In a small clearing at the Silvio Conte National Fish and Wildlife Refuge in Hadley on Friday, Suu Zhou measured a wing of a catbird in her hand. She recently graduated from Mount Holyoke College with a degree in biology.
Randy Dettmers, who's a wildlife biologist with the U.S. Fish and Wildlife Service, stood next to Zhou and offered guidance as she made observations of the bird, which another Fish and Wildlife staff member recorded.
The birds also get bands on their legs — if they don't have one already.
"It's kind of like an ID bracelet," Dettmers said. "If we catch that bird again in the future, over the years, we can get a sense of how long those birds live and what their rate of survival is from year to year."

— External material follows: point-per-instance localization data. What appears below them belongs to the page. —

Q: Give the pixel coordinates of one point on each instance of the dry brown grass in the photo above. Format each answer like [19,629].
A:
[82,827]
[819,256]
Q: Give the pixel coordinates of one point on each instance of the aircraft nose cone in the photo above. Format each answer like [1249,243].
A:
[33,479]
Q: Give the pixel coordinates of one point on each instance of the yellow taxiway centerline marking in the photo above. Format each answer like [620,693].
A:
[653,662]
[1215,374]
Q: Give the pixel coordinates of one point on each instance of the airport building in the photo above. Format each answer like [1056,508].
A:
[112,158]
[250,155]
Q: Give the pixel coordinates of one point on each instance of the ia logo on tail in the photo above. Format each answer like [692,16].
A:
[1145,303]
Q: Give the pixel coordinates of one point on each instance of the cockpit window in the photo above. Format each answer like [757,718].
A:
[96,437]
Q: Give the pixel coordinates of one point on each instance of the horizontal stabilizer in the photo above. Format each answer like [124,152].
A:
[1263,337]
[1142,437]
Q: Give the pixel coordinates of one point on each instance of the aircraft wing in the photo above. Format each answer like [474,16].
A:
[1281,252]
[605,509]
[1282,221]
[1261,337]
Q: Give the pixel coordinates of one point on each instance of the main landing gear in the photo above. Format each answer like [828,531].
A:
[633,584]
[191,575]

Dettmers said a lot of migratory species are in decline right now.
"[The tracking effort] helps us pinpoint whether there are issues here on the breeding grounds that are really kind of driving some of those population declines or is it more about what's happening other parts of the year when they're not here," he said. "That helps inform us as to whether we should be trying to put more effort into conservation actions here in the United States or is it something in Central or South America that we should be working [on]."
Dettmers said the public is invited to join scientists at the refuge again on August 5.